Вскоре к ним прибежала Берта.
— Ну и напугали же вы нас! — воскликнула она. — Ведь Мина на восьмом месяце. Вы бы подумали, как это волнение может сказаться на ней и на ребенке, упаси Бог!
Цирл с удивлением смотрела на нее:
— Клянусь вам, Берта, я не знаю, о чем вы говорите.
— Но я-то знаю! Только не понимаю, почему вы скрыли это от нас!
— Что мы скрыли от вас?
— О Гиршле.
— Мы не сказали вам о Гиршле? Вы хотите сказать, что вам неизвестно, где он находится?
— Конечно, известно.
— Так что же мы скрыли от вас?
— А вы не считаете, что нам-то следовало рассказать все?
— Разве мы не рассказали вам, что едем в Лемберг?
— Конечно, да, но только не рассказали зачем!
— Ах, Боже мой, Берта, по-моему, весь Шибуш знал зачем!
— Цирл, — вмешался Борух-Меир, — позволь мне поговорить с Бертой.
— Да, уж лучше Борух-Меир, — согласилась Берта. — Мне хотелось бы получить объяснение.
— Объяснение чего, Берта? — спросила Цирл.
— Как вы могли разыграть такую шутку с молодой женщиной?

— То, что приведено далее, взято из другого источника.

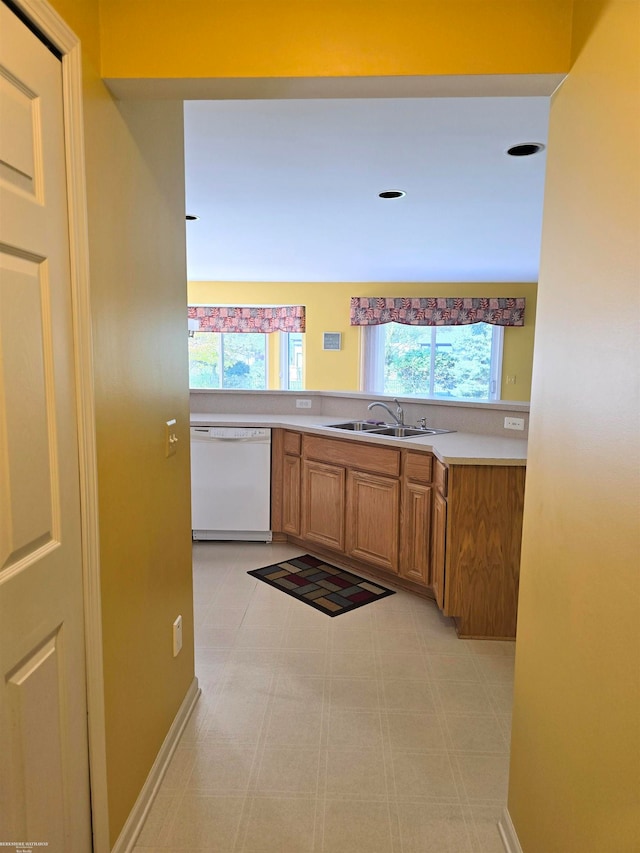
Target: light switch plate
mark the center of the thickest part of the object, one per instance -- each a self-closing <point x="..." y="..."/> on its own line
<point x="332" y="340"/>
<point x="514" y="423"/>
<point x="170" y="438"/>
<point x="177" y="636"/>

Ведь она не какой-то приблудный котенок, она — член семьи!
— Какую шутку? — снова вмешался Борух-Меир.
— Вы думаете, я не знаю, что все это подстроено?
— Что «все»? — не понимала Цирл.
— Ну, сумасшествие Гиршла!
— Подстроено? — спросили одновременно Борух-Меир и Цирл.
— Ну, хватит притворяться, — сказала Берта. — Вы думаете, мне неизвестно, что все это подстроено, чтобы избежать призыва в армию?
— Подстроено, чтобы избежать призыва? — задумчиво повторил Борух-Меир.
— Всему миру это известно, кроме нас. Мы чуть не умерли от тревоги, пока они не пришли и не рассказали нам.
— Кто они? — недоумевала Цирл.
— Все: Йона Тойбер, Софья Гильденхорн и этот коротышка, не знаю, как его зовут.
— Курц, — подсказал Борух-Меир. — Она имеет в виду Курца.
— Правильно, Курц, именно так его зовут, — вспомнила Берта. — Этот лилипут, который танцевал на свадьбе. Даже он знал, что Гиршл сделал это, чтобы не пойти в солдаты.
Борух-Меир смотрел на Берту с удивлением. Цирл наклонилась к ней и прошептала:
— Ш-ш, сватья! А Мина уже знает?
— Страшно подумать, что могло бы случиться с ней, если бы она не знала, в чем дело.
Цирл задумалась, а Борух-Меир произнес:
— Не сердитесь на нас, Берта. Дело требовало большой секретности.
— Берте не нужно долго объяснять, — сказала Цирл. — Она прекрасно знает: чем меньше об этом говорить, тем лучше. Пойдем, навестим Мину и передадим ей привет от Гиршла.
По дороге они встретили Йону Тойбера. Он первым увидел Гиршла в тот день, когда его нашли на поле, и тотчас же заметил, что тот был не в себе.
— Ну, реб Йона, — обратилась к нему Берта, — что вы думаете о событиях?
Тойбер вздохнул:
— Не всем выпадает такое везение — жить в стране, где нет воинской повинности!
Когда он задел, Борух-Меир заметил:
— Какой умный человек! Его слова могут как бы не относиться к делу, но, если вдуматься, покажется, будто он прочел ваши мысли. Как обстоит дело с его женой? Мне говорили, она тяжело больна.
XXIX
Проведя три дня в постели, Гиршл все еще изнемогал от усталости. Он уже не отвечал на любой вопрос: «Половина восьмого», но изъяснялся непомерно длинно, забывал слова, названия предметов и потому вынужден был прибегать к излишне пространным описаниям. Умолкал на середине и возвращался к началу.